Six years after opening, Northampton’s $16.5 million police station is marred by a costly dispute between the city and the companies responsible for designing and constructing the building on Center Street.

City officials say water leaks have cost city taxpayers nearly $740,000 to repair, prompting Northampton to file a lawsuit in Hampshire Superior Court last month against the general contractor, an architectural firm and an insurance company to recoup that money.

After initially working with the general contractor, Barr & Barr Inc. of Springfield, and the architectural firm, Caolo & Bieniek Associates of Chicopee, to resolve the problems, Northampton officials sought another solution. It got a second opinion and hired another architectural firm and contractor to review and address the leaks which led to the expensive repairs this spring. Liberty Mutual Co., which issued the bond for the project, is also named as a defendant in the lawsuit.

According to the May 18 lawsuit, issues with “persistent leaks and water infiltrations” began shortly after the Police Department occupied the building in July 2012, after a year of construction. The parking garage was completed in January 2013. The leaks occurred throughout the parking deck and garage and into the attached police station.

Water leaked into locker room and basement storage areas, as well as a sally port with a rolling garage door below the parking deck. The leaks occurred during heavy rain and affected these areas below the department’s flagpole and planters and where the parking deck meets the building, according to city officials.

The general contractor, Barr & Barr Inc., contends that it worked with the city for years to address the water leaks and even hired an independent consultant, Russo-Barr Associates of Woburn, to determine their cause and a remedy. Stephen L. Killian, a company vice president and director of operations for Barr & Barr’s New England office, told the Gazette this month that the company “tried everything in our power to satisfy them for the alleged design/construction defects in the building … It wasn’t like we walked away.”

The company points out that the report by Russo-Barr Associates found that the leaks were the result of the design of the garage and that “any construction deficiencies were minimal.” The company also stated that despite repeated requests over the past four years, the city “never pointed out a specific construction defect that it wanted (Barr & Barr) to repair.”

On the other hand, Curtis A. Edgin, president of the architectural firm Caolo & Bieniek Associates Inc., told the Gazette this month that there is “plenty of documentation available that confirms the parking deck was not constructed in full conformance with the contract documents.”

Alan Seewald, the Northampton city solicitor, said the city’s position is “quite clear” that there allegedly was negligence by both Barr & Barr and Caolo & Bieniek. “As I’ve said before, we intend to get the police station that the people of Northampton paid for and that’s what we’re doing,” he told the Gazette.

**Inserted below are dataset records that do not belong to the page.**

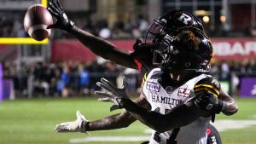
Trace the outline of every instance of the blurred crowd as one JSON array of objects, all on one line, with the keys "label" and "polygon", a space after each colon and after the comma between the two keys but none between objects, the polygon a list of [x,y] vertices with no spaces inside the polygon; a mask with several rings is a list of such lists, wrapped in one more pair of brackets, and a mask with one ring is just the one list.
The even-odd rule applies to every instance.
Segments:
[{"label": "blurred crowd", "polygon": [[27,97],[90,95],[99,89],[96,83],[101,78],[120,85],[121,79],[126,76],[131,92],[136,92],[140,86],[141,78],[136,70],[102,58],[93,62],[24,64],[20,70],[12,62],[3,62],[3,77],[13,79],[16,95]]},{"label": "blurred crowd", "polygon": [[[128,79],[128,92],[137,93],[142,79],[137,70],[101,58],[93,62],[32,63],[22,66],[20,70],[15,63],[3,62],[3,65],[4,78],[14,80],[16,95],[27,97],[90,95],[98,90],[96,83],[101,78],[121,86],[124,76]],[[213,61],[211,74],[221,81],[230,81],[231,73],[239,78],[255,72],[256,62],[253,60]]]}]

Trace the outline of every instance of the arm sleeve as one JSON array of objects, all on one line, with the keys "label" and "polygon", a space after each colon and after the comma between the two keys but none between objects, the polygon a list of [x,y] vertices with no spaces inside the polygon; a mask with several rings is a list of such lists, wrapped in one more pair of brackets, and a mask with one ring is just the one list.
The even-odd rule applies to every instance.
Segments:
[{"label": "arm sleeve", "polygon": [[207,77],[197,82],[194,87],[195,96],[203,93],[211,93],[215,98],[219,95],[220,83],[213,77]]}]

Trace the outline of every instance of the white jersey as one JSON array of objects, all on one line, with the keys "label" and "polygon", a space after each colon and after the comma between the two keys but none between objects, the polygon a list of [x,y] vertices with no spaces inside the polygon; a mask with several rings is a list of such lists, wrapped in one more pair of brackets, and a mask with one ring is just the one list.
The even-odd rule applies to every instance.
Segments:
[{"label": "white jersey", "polygon": [[[189,80],[178,88],[173,89],[171,85],[166,89],[158,83],[162,72],[160,68],[153,69],[143,84],[143,93],[152,107],[152,111],[166,114],[170,109],[186,103],[195,96],[194,86],[202,78],[211,77],[201,74]],[[211,118],[200,118],[193,123],[164,133],[154,132],[149,144],[168,144],[171,139],[177,144],[207,144],[207,129]]]}]

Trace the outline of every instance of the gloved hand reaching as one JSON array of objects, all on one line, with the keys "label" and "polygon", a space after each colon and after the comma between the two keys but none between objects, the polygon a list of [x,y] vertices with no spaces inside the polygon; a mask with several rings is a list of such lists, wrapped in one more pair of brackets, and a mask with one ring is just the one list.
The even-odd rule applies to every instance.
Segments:
[{"label": "gloved hand reaching", "polygon": [[117,88],[112,83],[105,78],[101,78],[101,82],[97,82],[97,86],[105,89],[105,91],[95,91],[96,94],[106,96],[104,98],[100,98],[100,101],[103,102],[113,102],[113,106],[110,108],[110,111],[122,108],[120,104],[123,99],[130,99],[126,94],[125,88],[125,78],[123,78],[123,87]]},{"label": "gloved hand reaching", "polygon": [[48,11],[56,19],[56,22],[47,28],[58,28],[67,32],[75,29],[74,23],[68,20],[59,0],[50,0],[48,2]]}]

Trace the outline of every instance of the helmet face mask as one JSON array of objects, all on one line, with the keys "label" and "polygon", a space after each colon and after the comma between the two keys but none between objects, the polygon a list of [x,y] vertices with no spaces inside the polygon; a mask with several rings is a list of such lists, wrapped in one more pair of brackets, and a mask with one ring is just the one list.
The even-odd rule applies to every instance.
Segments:
[{"label": "helmet face mask", "polygon": [[172,10],[154,20],[147,31],[144,47],[154,52],[153,64],[162,71],[207,72],[212,46],[203,32],[201,21],[183,10]]},{"label": "helmet face mask", "polygon": [[166,33],[164,37],[155,37],[153,41],[154,65],[160,66],[162,71],[167,72],[210,71],[212,46],[202,32],[188,26]]}]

That is a reasonable position. We will leave it to the court to sort through the claims and counterclaims to determine who is responsible for the flaws that led to the leaks resulting in nearly three-quarters of a million dollars of taxpayers’ money being spent on repairs. Though the lawsuit will cost additional money, Northampton is correct in seeking a judicial remedy to hold someone accountable for the mistakes.

Northampton voters approved a $10 million, 20-year debt-exclusion override eight years ago to help pay for the new police station. In return, the city’s taxpayers deserve, as Mayor David Narkewicz put it this month, to “receive the police station facility that they paid for.”